De volta à avenida
O desfile é um acontecimento único no mundo, demonstração da criatividade do brasileiro
Isso não mudou, até piorou.
A impressão que tive, desta vez, foi que o som estava mais alto do que antes. Já temendo isso, levei algodão para tapar os ouvidos e o fiz, mas não adiantou muito. Devo, porém, admitir que, não os houvesse tapado, não teria ficado muito tempo ali.
Entendo que, dado o tamanho da passarela, com vastas e altas arquibancadas, os alto-falantes tornam-se necessários, uma vez que, sem eles, uma boa parte dos espectadores não seria tocado mais intensamente pelo espetáculo.
Isso pode, porém, ser resolvido sem ampliar o som de modo insuportável, com acontece agora. Bastaria erguer, naquelas arquibancadas, postes com alto-falantes. Desse modo, creio, teríamos um espetáculo menos estressante e mais fiel à natureza mesma do desfile que, no passado, não contava com esse sistema de som.

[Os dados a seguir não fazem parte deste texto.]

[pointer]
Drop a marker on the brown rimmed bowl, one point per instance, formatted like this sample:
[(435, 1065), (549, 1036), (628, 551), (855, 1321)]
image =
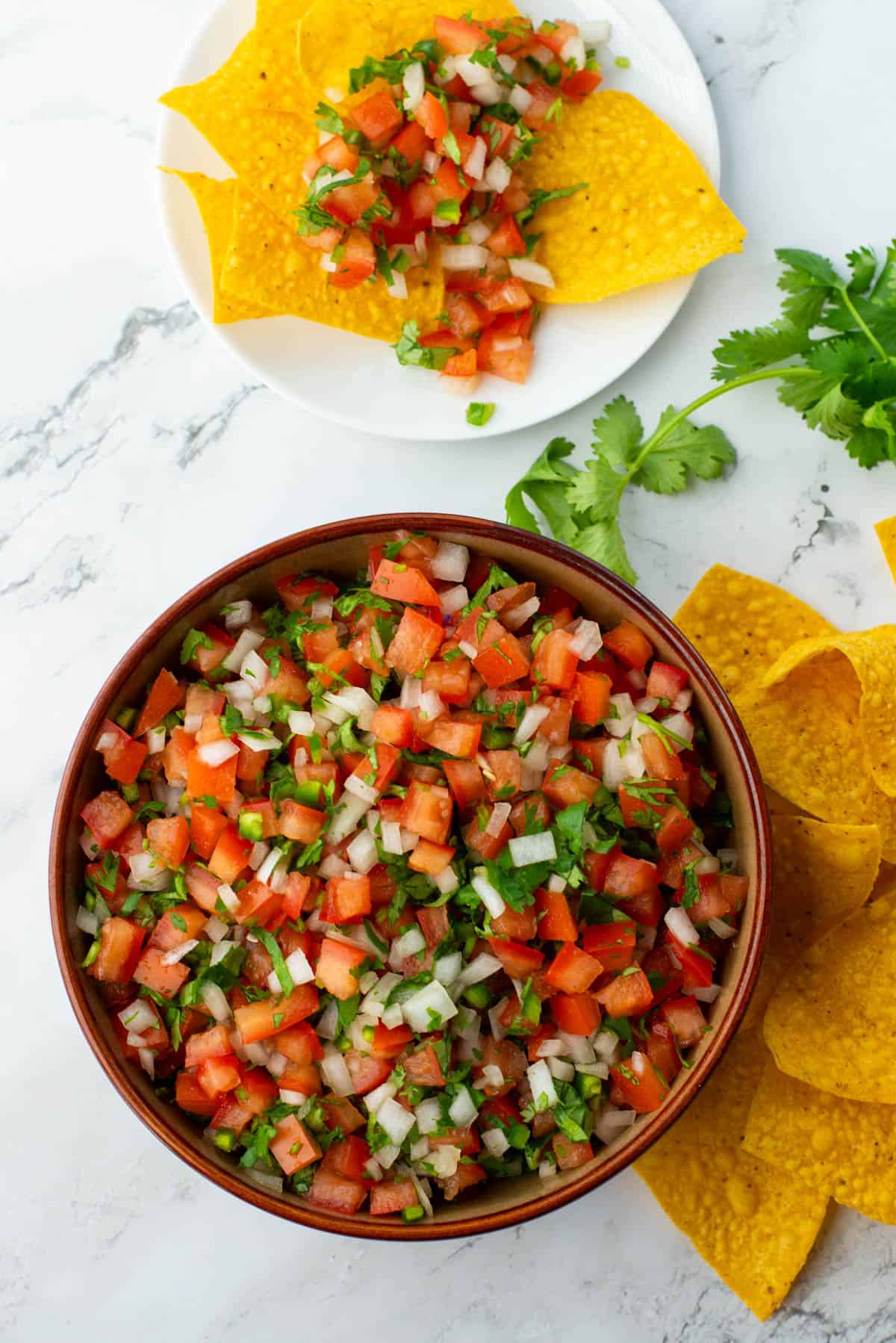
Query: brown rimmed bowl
[(341, 548)]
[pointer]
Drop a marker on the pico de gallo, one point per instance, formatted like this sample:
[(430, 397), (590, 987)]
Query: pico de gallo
[(429, 161), (406, 883)]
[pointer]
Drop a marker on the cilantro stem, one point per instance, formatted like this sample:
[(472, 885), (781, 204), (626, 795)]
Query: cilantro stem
[(664, 430), (862, 326)]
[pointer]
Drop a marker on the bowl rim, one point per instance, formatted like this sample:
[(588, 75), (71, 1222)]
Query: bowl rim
[(116, 1068)]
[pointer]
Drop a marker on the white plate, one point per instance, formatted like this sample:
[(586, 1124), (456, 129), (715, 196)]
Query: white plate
[(356, 382)]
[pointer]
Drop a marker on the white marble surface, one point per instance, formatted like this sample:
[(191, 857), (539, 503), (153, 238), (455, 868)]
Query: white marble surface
[(136, 459)]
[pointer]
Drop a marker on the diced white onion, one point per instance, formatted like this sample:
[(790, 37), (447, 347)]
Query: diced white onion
[(481, 967), (176, 954), (87, 922), (336, 1073), (520, 99), (497, 178), (586, 639), (543, 1090), (462, 1111), (432, 999), (139, 1017), (450, 562), (238, 614), (464, 257), (346, 818), (217, 752), (361, 852), (531, 722), (492, 899), (613, 1122), (453, 599), (215, 999), (147, 873), (680, 925), (528, 849)]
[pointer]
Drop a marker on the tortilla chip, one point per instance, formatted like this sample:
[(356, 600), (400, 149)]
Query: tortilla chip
[(805, 735), (844, 1147), (649, 211), (872, 657), (742, 624), (336, 38), (822, 875), (833, 1017), (267, 149), (281, 84), (215, 202), (267, 264), (753, 1223)]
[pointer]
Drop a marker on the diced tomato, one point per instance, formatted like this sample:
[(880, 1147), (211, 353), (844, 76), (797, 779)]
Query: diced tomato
[(675, 829), (629, 645), (432, 116), (155, 974), (423, 1068), (460, 37), (334, 970), (563, 784), (570, 1154), (168, 838), (503, 663), (120, 943), (517, 959), (581, 84), (685, 1020), (576, 1014), (164, 698), (465, 781), (626, 996), (347, 900), (507, 239), (573, 970), (359, 258), (293, 1147), (335, 1193), (269, 1016), (613, 943), (414, 644), (230, 856), (428, 811), (637, 1084), (107, 816)]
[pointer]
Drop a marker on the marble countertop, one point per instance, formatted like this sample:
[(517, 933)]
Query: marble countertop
[(137, 459)]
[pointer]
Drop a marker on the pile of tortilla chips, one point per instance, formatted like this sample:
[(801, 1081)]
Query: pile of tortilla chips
[(802, 1108), (649, 214)]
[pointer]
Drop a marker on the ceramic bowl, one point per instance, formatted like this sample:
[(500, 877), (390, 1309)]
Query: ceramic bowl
[(341, 548)]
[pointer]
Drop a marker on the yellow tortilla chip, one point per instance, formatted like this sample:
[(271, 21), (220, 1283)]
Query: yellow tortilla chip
[(336, 38), (753, 1223), (267, 264), (648, 214), (215, 202), (872, 657), (742, 624), (844, 1147), (832, 1021), (281, 84), (267, 149), (805, 733), (887, 538), (822, 875)]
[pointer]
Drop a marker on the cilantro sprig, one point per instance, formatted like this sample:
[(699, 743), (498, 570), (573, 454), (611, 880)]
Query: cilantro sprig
[(833, 352)]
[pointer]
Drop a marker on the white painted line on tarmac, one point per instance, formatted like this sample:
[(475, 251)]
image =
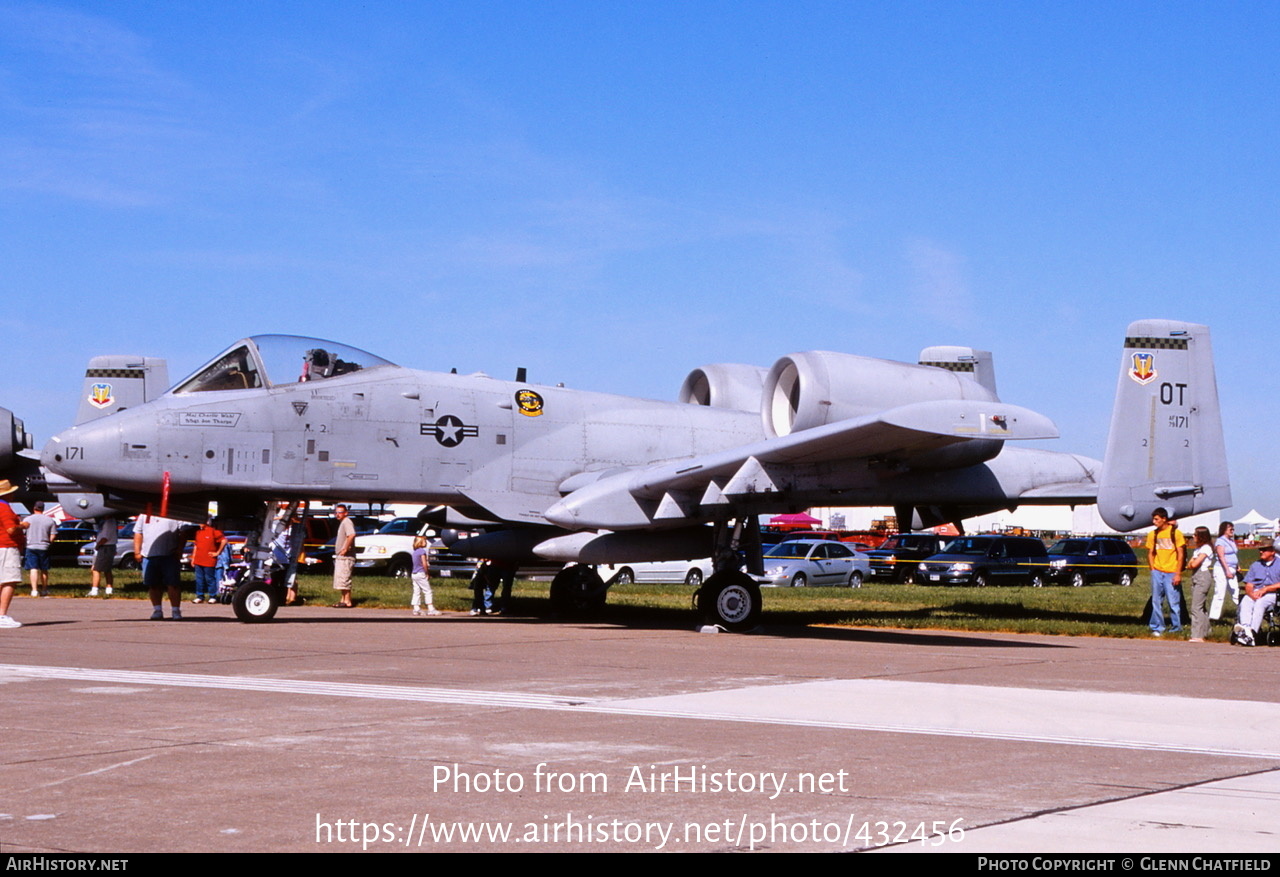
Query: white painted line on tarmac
[(1239, 729)]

O resultado é que, naquela época, se ouvia os foliões cantando o samba, no momento mesmo em que passavam diante de nós. Hoje, não se ouve voz alguma, a não ser a do puxador do samba, num berreiro atordoante. Neste domingo, houve um momento em que o som dos alto-falantes falhou e foi uma maravilha: não durou dois minutos, mas foi o suficiente para ouvirmos a escola cantando e, num impulso, o público inteiro aplaudiu.
Mas nada tira o brilho desse espetáculo único no mundo, que é o desfile das escolas de samba. Falo de cadeira, porque comecei a assisti-lo em 1956, quando me enamorei da carioca Thereza Aragão. O desfile ainda era na avenida Presidente Vargas, depois passou para a Rio Branco e, finalmente, para a Marquês de Sapucaí, ainda com arquibancadas desmontáveis, de madeira.
A passarela atual -mal apelidada de sambódromo- foi invenção de Darcy Ribeiro, que convidou
Oscar Niemeyer para projetá-la. Nenhum dos dois nunca havia assistido a um desfile.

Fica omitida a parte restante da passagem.